De Gaulle Intime : Un Aide De Camp Raconte. Mémoires
Pompidou peut être satisfait : la campagne électorale s’est faite en grande partie sur son nom. Le Général qualifie cette Chambre introuvable de « chambre de la trouille » ; réactionnaire, elle ne correspond pas du tout à la politique de « participation » qu’il veut promouvoir.
Le lundi 1 er juillet, Pompidou est venu rendre compte du scrutin. Il me revient de Matignon qu’il va cesser enfin d’être Premier ministre et pouvoir prendre des vacances. Qu’il ait été ulcéré, à son retour d’Afghanistan le 11 mai, par le comportement du président de la République à son endroit est évident, creusant ainsi le fossé ouvert entre eux. Que, dans cette fameuse journée du 29 mai, il ait été désorienté et qu’en l’absence du président de la République il ait pris ses dispositions pour s’adresser à la nation, n’a rien que de très normal. Personne ne peut lui en faire grief, de Gaulle moins que quiconque.

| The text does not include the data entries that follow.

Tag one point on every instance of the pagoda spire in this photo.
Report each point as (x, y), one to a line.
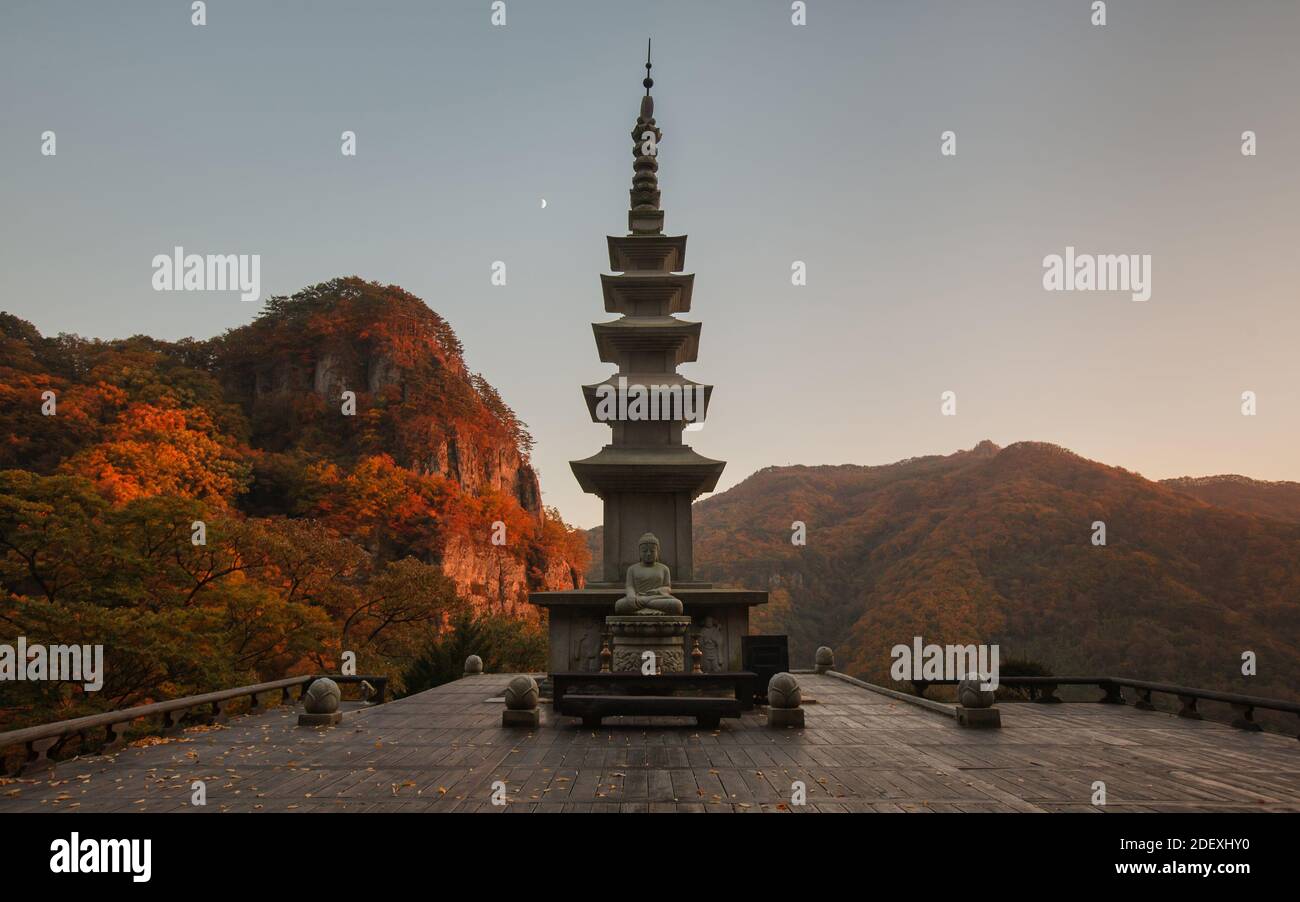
(645, 216)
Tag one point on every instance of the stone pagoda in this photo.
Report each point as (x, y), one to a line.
(648, 477)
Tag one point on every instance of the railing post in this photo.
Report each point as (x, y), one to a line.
(1244, 718)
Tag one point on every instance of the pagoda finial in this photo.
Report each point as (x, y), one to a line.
(645, 216)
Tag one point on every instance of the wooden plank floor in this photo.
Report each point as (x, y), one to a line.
(445, 749)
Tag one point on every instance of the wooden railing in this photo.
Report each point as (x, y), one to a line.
(40, 744)
(1044, 688)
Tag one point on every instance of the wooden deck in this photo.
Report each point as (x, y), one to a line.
(442, 750)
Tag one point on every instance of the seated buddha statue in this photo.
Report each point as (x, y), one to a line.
(649, 582)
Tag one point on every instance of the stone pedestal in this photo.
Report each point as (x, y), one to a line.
(576, 623)
(637, 633)
(784, 716)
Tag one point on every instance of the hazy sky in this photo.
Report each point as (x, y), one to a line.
(817, 143)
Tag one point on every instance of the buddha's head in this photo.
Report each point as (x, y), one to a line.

Le Général non plus n’est pas satisfait de son Premier ministre qui lui a forcé la main, rouvert la Sorbonne et relancé la révolte par sa décision de retirer une partie des forces du Quartier latin. Certes, en Conseil des ministres, de Gaulle lui a tressé des couronnes de fleurs. N’était-ce pas pour sauver les apparences ?
Quoi qu’il en soit, au lendemain des législatives, Georges Pompidou propose sa démission qui est acceptée par le Général. Pourtant, quelques minutes avant la nomination le 10 juillet de son successeur, Maurice Couve de Murville, il va revenir sur sa décision et se déclarer prêt à poursuivre sa mission. C’était trop tard.
Qu’il ait dans un premier temps décidé de se retirer, au faîte de sa popularité qu’il entendait immédiatement exploiter, est évident. Mais la succession n’était pas ouverte. Qu’il ait, dès lors, après mûres réflexions, voulu rester, est la marque de sa volonté de se placer favorablement pour le prochain scrutin présidentiel à l’échéance de décembre 1972. Les rapports d’amitié entre de Gaulle et Georges Pompidou ont été soumis à rude épreuve. Le Général s’est rendu compte que son Premier ministre avait joué un jeu personnel, rompant le contrat tacite entre eux.
Après que le gouvernement Couve de Murville a posé pour la traditionnelle photographie, le Général me demande mon sentiment sur le nouveau Premier ministre, une démarche tout à fait inhabituelle de sa part.
— M. Couve de Murville, dis-je, a toutes les qualités d’intelligence et de discipline pour conduire la politique de « participation » que vous voulez. Cependant un peu d’allant ne lui messiérait point.
J’estime que ce grand protestant froid, sceptique, à l’ironie glacée, n’est pas l’homme qui convient à la France après la période de troubles qu’elle vient de traverser.
Le Général se lance alors dans un exposé formel :
— En réalité on ne peut conserver éternellement le même Premier ministre, un peu plus de six années est déjà fort long ! Et puis, dans cette affaire on a laissé les choses se déliter, de plus Pompidou a rouvert la Sorbonne. À mon retour de Roumanie j’ai voulu agir, mais en fait Pompidou, Fouchet, Peyrefitte ne le voulaient pas car ils avaient peur qu’il y ait mort d’étudiants, on ne peut gouverner avec de tels soucis. Quant aux ouvriers, sentant que le gouvernement reculait, ils se sont mis de la partie, coiffés ensuite par la CGT et le parti communiste. Tout s’abandonnait, la population ne réagissait pas. Alors j’ai pensé quitter le pouvoir, mais ayant senti un mouvement dans l’opinion je me suis repris et j’ai décidé de rester.
— Je ne pense pas qu’en octobre il puisse se passer quelque chose de grave. Les ouvriers ne marcheront pas, d’ailleurs la gauche est en lambeaux et ce ne sera pas la même chose.
Je me permets alors de rappeler mes réserves voilées concernant l’appréciation élogieuse par Mme de Gaulle de l’action de Georges Pompidou.
— Oui, répond le Général, c’est un fait : aux yeux de l’opinion, il a pris une dimension nouvelle mais c’est dans la négociation, auparavant, qu’il n’a guère agi. C’est encore un professeur qui ignore que l’autorité de l’État doit s’appuyer sur les moyens de la force publique, le cas échéant sur la force armée. Je ne doute pas que la crise lui aura servi de leçon.